La CVMO dit non au passeport des valeurs mobilières
Mots clés : valeurs mobilières, passeport, Commission des valeurs mobilières de l'Ontario, Économie, Canada (Pays)
Toronto -- La Commission des valeurs mobilières de l'Ontario (CVMO) a confirmé hier qu'elle se dissocie du projet de passeport pancanadien proposé par les autres organismes de réglementation du pays, dont l'Autorité des marchés financiers au Québec.
La décision du plus grand groupe de réglementation des marchés du pays survient au même moment où les autres membres des Autorités canadiennes en valeurs mobilières (ACVM) publient leurs propositions pour le système de passeport, qui vise à faire rassembler les jugements et les inscriptions à l'intérieur d'une seule entité qui serait automatiquement reconnue par les autres commissions.

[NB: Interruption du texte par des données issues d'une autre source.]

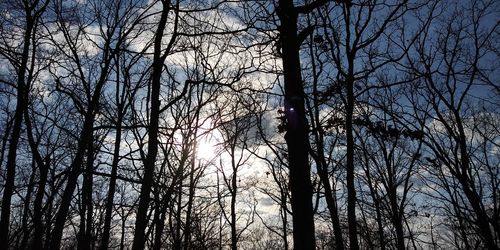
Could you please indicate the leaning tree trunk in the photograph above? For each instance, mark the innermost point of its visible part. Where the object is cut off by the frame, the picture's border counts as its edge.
(297, 130)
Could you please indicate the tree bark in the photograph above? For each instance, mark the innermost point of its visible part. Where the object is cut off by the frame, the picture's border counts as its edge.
(141, 221)
(297, 130)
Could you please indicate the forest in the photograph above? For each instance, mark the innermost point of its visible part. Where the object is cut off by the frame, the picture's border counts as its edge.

«Le passeport accélérera et simplifiera l'accès aux marchés des capitaux du Canada en permettant à leurs participants de ne traiter qu'avec une autorité en valeurs mobilières et de ne se conformer qu'à un seul cadre réglementaire harmonisé», a déclaré le président des ACVM et p.-d.g. de l'Autorité des marchés financiers, Jean St-Gelais. «Nous nous réjouissons à l'idée de discuter du projet de règlement avec les intervenants du secteur pour passer rapidement à l'étape de la mise en oeuvre.»

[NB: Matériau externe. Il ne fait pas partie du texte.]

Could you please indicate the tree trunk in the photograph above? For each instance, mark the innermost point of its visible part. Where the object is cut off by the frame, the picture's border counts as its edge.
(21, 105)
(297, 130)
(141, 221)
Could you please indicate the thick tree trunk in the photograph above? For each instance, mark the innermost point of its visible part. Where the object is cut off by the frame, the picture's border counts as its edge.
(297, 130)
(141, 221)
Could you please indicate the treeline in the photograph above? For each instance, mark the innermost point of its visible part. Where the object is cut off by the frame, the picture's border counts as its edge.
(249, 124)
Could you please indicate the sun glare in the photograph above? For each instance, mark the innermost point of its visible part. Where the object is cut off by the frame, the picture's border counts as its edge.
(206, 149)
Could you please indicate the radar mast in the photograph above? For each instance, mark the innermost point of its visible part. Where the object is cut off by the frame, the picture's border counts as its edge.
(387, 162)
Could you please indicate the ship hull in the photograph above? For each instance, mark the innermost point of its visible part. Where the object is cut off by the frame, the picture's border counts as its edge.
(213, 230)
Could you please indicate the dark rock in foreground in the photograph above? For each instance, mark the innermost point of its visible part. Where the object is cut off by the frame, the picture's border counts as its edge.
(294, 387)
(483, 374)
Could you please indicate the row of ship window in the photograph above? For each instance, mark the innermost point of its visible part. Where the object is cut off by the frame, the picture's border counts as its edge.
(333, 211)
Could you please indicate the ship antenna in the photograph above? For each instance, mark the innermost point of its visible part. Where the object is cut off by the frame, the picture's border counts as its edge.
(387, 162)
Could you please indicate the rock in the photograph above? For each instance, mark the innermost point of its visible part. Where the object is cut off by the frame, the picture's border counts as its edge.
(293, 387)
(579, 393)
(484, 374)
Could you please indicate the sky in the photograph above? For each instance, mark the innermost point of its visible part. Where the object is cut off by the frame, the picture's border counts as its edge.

La proposition, connue sous le nom de Règlement 11-102, permettrait de faire viser un prospectus et de s'inscrire comme courtier ou conseiller dans sa province de résidence et ferait en sorte que ces démarches soient reconnues dans les autres provinces et territoires.
Les ACVM, un regroupement des commissions de valeurs mobilières, prévoient de commencer la mise en application du passeport tôt l'an prochain. La proposition est affichée sur les sites Internet des différentes commissions et peut être commentée jusqu'au 28 mai.
La CVMO refuse de s'engager dans le projet de passeport tant qu'il n'existera pas un plan clair pour la création d'une seule commission des valeurs mobilières pour l'ensemble du pays.
D'autres provinces, comme le Québec et la Colombie-Britannique, craignent qu'une entité nationale amoindrisse l'autorité régionale et la rapidité d'action.
Malgré tout, le nouveau ministre des Finances de l'Alberta, Lyle Oberg, a récemment démontré un certain intérêt pour l'établissement d'un seul et unique groupe de réglementation.